Wavering between pitch-black character comedy, a searing indictment of patriarchal brutality and open-road travelogue, the film is at its most daring when Suddhi breaks the fourth wall and addresses the audience from beyond the grave. Jayakody acknowledges the bravery required for his leading lady (pictured, left) to take on such an artistically and culturally challenging part. “Semini was required to do some extraordinary things, perform in a way that she had never been called upon to do in her other movies,” he says. “Her character is a portrayal of so many Sri Lankan women and hopefully conveys so much of what the women of Sri Lanka must endure. Sri Lankan women can’t speak the truth when they are alive; it is only possible for a dead woman to speak the truth.”

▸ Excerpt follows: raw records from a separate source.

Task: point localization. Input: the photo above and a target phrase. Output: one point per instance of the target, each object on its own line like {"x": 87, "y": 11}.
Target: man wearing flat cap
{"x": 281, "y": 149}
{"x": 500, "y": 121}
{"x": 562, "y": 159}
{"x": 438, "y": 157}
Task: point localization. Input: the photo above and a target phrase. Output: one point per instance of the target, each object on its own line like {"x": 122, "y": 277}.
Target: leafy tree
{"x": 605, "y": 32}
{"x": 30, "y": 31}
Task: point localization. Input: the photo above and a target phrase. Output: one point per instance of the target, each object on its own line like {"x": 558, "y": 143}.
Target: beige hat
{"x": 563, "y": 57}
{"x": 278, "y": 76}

A revelation as the everyman Abasiri, Perera establishes a rich chemistry with his male co-stars Sarath Kothawala and Rukmal Nirosh (pictured, below). But it is likely that a single scene, in which the identity of the woman dawns upon Abasiri and grief and memory overwhelm him, impacted most upon the APSA judging panel. “My studies in the Stanislavsky method of acting were called upon in that scene,” the actor recalls. “I sought out friends who had suffered through a similar grief and drew upon them for guidance, to spark that emotion deep within myself. I was determined not to act, but to try and find that truth within myself, as if that was my wife. It was very difficult, because we shot that scene many times, to get the precise emotion.”

28 has emerged as one of the ‘new wave’ Sri Lankan works, steeped in both high-end artistry and strong social commentary. For Perera, the period represents a rebirth-of-sorts for the local sector. “After 30 years of war and terrorism, it is finding a new shape,” he says. “We still have problems, and there are still those for whom films like 28 will be too disturbing, but we have new, young filmmakers who are willing to work with very challenging concepts. And we have a huge audience in Sri Lanka for this movie, for any movie that comes with new ideas or new themes that can be discussed.”

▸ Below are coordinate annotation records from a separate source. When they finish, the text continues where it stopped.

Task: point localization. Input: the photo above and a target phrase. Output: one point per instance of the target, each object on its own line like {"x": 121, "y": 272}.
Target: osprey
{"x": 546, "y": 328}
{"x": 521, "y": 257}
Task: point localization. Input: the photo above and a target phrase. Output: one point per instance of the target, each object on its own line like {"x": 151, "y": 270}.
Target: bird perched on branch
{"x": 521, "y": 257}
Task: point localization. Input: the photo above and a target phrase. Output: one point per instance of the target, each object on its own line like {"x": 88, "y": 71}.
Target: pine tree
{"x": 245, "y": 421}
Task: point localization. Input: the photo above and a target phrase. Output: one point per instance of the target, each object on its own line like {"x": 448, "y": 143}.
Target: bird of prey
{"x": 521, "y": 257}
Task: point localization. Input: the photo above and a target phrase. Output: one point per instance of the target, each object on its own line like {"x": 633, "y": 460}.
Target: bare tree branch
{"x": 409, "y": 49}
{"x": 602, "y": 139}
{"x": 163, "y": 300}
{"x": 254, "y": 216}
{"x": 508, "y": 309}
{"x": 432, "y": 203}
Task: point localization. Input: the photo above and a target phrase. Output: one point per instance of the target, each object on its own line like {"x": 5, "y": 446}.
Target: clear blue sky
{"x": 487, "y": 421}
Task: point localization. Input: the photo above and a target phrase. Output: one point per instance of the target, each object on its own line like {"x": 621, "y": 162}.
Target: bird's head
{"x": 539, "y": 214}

The national cinema of Sri Lanka faces a number of uphill battles to retain its potency. The exhibition sector is dire; prior to the outbreak of war, 400 cinemas serviced the population. Today, 120 operate; only half of those screen locally made product (it is expected that the region will be fully upgraded to DCP technology in 2017). More worryingly, cinema is often overseen by conservative governing bodies, which monitor content and distribution channels. Says Perera, “There are these political and philosophical officials, who think that these films do damage to our country, but these are unique subjects that need to be addressed in our cinema. As the films begin to get recognition at international events like APSA, a new respect forms.”